The shear design provisions in AISI S100-16Section G are based on historical research performed mainly at the University of Missouri-Rolla. Recently, considerable research on shear design and shear with holes has been performed mainly at the University of Sydney, although there has been substantial research worldwide. This research uses the methodology of the Direct Strength Method (DSM) of design now incorporated throughout AISI S100. Further, for sections with holes, the current design method in Section G3 is mainly empirical with the design curves fitted to test data. A new design method based on a Vierendeel model has been developed and allows a wide range of sections with circular, square, rectangular and slotted holes to be designed, including for larger hole sizes.
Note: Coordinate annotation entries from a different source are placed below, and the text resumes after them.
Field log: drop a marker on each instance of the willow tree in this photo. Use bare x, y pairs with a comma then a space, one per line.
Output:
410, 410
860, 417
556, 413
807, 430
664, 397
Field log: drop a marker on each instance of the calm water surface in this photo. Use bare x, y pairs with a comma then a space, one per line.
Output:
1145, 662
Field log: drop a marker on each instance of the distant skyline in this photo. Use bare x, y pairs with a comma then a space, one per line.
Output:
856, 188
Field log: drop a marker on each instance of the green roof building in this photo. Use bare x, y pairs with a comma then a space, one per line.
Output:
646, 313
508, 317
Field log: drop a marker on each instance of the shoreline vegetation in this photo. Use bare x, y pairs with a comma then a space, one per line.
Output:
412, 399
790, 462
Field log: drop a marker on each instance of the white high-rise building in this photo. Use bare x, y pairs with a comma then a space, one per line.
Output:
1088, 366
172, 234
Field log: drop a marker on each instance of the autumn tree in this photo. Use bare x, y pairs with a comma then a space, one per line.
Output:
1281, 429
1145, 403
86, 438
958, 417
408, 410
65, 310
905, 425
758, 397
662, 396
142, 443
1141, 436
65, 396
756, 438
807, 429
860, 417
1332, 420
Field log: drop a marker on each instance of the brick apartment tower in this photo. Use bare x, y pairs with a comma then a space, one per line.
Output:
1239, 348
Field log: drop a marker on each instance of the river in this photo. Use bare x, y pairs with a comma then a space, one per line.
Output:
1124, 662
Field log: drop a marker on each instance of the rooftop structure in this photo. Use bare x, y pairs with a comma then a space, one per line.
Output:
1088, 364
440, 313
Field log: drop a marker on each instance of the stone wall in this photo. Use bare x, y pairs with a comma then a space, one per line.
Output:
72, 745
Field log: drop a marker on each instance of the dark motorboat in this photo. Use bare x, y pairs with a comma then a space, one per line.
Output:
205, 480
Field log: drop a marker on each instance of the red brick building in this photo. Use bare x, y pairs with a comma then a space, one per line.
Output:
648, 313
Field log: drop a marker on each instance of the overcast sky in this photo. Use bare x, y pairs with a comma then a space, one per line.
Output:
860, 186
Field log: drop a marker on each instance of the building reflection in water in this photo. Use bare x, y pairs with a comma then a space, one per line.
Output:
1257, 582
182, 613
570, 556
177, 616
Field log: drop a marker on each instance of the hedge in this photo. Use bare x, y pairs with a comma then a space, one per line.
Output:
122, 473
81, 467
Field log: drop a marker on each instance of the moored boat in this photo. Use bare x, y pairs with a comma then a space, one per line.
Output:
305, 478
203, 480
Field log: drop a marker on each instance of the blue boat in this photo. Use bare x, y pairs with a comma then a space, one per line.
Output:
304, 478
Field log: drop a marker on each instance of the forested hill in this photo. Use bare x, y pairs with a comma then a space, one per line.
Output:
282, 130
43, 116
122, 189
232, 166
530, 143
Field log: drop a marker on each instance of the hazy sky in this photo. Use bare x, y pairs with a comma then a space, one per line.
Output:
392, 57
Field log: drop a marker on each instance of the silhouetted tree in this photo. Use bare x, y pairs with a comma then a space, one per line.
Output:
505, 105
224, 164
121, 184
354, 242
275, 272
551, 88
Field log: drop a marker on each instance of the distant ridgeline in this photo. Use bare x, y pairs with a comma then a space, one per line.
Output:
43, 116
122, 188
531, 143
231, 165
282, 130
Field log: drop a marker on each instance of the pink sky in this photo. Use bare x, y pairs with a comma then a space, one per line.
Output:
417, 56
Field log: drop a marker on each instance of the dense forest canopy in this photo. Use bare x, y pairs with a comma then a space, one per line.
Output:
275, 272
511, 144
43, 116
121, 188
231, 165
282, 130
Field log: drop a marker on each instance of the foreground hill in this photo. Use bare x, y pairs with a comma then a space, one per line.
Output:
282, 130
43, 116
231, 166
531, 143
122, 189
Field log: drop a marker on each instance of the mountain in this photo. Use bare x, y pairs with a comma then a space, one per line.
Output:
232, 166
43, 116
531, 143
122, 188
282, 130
Accordingly, Sections G2: “Shear Strength of Webs Without Holes” and G3: “Shear Strength for Members with Holes” are undergoing substantial revision and improvement to align with this research. An AISI Specification Committee ballot has already approved the new G2 rules, and the new G3 rules are currently under ballot. The new design rules allow for post-buckling in shear, and result in significantly increased design strengths. Research for Section G4: “Transverse Stiffeners” is also complete and will be used to revise Section G4 to align with the AISC 360 Specification, which itself has had substantial recent revision. Design examples will be included in the presentation for practicing engineers.
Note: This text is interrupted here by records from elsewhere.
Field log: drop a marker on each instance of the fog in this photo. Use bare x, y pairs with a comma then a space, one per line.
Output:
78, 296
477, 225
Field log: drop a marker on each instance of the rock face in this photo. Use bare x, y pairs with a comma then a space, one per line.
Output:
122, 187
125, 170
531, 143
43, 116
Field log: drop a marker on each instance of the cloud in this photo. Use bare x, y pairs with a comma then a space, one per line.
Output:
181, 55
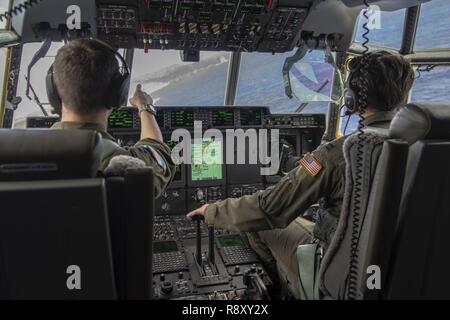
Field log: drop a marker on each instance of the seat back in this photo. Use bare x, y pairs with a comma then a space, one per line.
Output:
55, 211
373, 183
47, 228
420, 264
131, 217
54, 229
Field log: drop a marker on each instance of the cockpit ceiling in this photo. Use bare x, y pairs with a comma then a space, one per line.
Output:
385, 5
244, 26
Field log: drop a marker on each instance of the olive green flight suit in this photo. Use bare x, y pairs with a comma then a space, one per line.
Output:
272, 218
154, 153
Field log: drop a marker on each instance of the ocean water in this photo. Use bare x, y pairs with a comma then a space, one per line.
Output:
261, 82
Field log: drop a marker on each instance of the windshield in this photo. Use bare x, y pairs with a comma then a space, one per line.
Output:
261, 82
29, 107
172, 82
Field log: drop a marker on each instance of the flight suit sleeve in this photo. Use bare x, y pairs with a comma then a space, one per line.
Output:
157, 155
279, 205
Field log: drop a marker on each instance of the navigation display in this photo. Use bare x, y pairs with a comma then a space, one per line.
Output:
182, 118
41, 122
231, 241
165, 246
207, 161
172, 144
251, 117
121, 119
222, 118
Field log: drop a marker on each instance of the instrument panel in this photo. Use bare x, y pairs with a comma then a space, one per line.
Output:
229, 269
220, 25
170, 118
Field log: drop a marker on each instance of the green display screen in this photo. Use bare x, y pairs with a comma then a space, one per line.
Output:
207, 161
120, 119
231, 241
165, 246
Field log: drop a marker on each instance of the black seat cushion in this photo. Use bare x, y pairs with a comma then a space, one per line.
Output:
48, 154
422, 121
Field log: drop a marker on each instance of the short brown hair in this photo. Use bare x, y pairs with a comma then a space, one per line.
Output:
83, 70
390, 79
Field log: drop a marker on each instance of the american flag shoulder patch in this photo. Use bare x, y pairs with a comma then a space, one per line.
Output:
311, 165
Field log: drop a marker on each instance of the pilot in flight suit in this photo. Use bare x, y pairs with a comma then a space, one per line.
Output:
155, 154
272, 217
276, 210
84, 83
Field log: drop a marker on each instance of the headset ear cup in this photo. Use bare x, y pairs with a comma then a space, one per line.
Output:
350, 100
52, 92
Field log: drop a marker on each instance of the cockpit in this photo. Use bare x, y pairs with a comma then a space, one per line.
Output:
250, 90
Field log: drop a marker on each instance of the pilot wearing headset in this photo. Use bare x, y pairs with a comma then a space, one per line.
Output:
271, 217
85, 83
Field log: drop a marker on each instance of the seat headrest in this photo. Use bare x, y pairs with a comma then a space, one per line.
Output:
36, 154
422, 121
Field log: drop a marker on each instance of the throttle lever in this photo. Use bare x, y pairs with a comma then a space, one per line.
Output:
198, 219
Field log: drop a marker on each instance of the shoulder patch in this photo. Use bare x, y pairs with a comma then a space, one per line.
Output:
159, 159
311, 165
329, 146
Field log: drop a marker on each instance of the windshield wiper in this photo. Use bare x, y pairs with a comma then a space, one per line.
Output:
305, 104
36, 98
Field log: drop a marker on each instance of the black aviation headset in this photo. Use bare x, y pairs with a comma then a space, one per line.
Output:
351, 92
119, 86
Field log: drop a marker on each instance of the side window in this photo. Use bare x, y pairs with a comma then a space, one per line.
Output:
261, 82
386, 31
29, 107
432, 86
434, 25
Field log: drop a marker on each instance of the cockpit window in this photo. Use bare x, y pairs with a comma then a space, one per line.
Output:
261, 82
432, 85
172, 82
386, 28
434, 25
29, 107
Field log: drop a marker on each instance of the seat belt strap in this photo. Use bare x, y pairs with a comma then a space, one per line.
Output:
308, 257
Gregory J. Hancock, PhD, DEng.
University of Sydney

Dr. Gregory Hancock Dr. Gregory Hancock is an Emeritus Professor and Professorial Research Fellow at the University of Sydney in the field of Structural Engineering, specifically steel structures. He was Bluescope Steel (formerly BHP Steel) Professor of Steel Structures at the University of Sydney from 1990 - 2009 and Dean of the Faculty of Engineering and IT at the University of Sydney from 2003 - 2009. He is currently Chair of the Australian Standards Committees on Steel Structures (BD/1), Cold-Formed Steel Structures (BD/82), Steel Materials (BD/23) and Coated Steels (MT/1). He has been a voting member of the American Iron and Steel Institute (AISI) Committee on Specifications since 1994. He is a Member of the Order of Australia (AM) for his work on Australian and international standards. He is a Fellow of the Australian Academy of Technological Sciences and Engineering (FTSE) and a member of the Journal of Constructional Steel Research Editorial Board. He has supervised 25 PhD students in steel structures research and published over 300 papers in his career. Much of his research has been incorporated into design standards in Australia and the United States.